The U.S. Department of Labor released its 2011 Census of Fatal Occupational Injuries recently, and while workplace deaths were down, the data presents some interesting reminders about workplace safety and workplace violence especially as related to gender and family.
First, women are far less likely to die from work injuries than men. Even after correcting for the number of hours worked, almost 9 times more men died from work-related injuries in 2011 than women. This has mostly to do with the low percentage of women workers in the most hazardous jobs.
Among deadly injuries for both genders at work, transportation incidents ranked at the top in 2011: 23% (1,739) of fatal work injuries for men and 27% (158) for women. Bar none, more effective driver safety initiatives stand to protect more workers from deadly workplace incidents than any other single safety and health improvement.

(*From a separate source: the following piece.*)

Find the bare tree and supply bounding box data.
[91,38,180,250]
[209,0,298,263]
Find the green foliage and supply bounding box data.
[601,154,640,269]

However, where the other major causes of deadly work injuries for men are fairly evenly distributed between violence, contact with objects and equipment, and slips trips and falls, the statistics for women paint a much starker picture.
Injuries from violence (mostly homicide) accounted for 27% (100) of workplace deaths for women compared to 16% (680) for men. Of those deaths that were the result of homicide, robbers were responsible for the lion’s share overall — 36% (137) of males and 22% (17) of females.
However, workplace homicides for women are far more likley to be at the hands of a relative or domestic parnter. In 2011, 39% of work-related homicides claiming women were at the hands of a relative, usually a husband or an ex. In total, around 8% of deadly work injuries suffered by women in 2011 were suffered at the hands of a current or former spouse or domestic partner — about the same as exposure to harmful substances, exposure to harmful environments, fires, and explosions … combined.
This statistic is a good reminder to safety and health professionals of the importance of looking at the whole picture when it comes to workplace safety. Injury and illness prevention programs must address every hazard present in the workplace, including all types of workplace violence.
The NIOSH classifies domestic violence as Type IV workplace violence, predicated on a personal relationship. Most workplace violence programs focus on Type I incidents, those with criminal intent, but a comprehensive program also must address the hazards posed by family members of employees. Health and safety professionals must work with human resources professionals to put in place systems of support and security protocols to prevent all violence in the workplace, including domestic violence.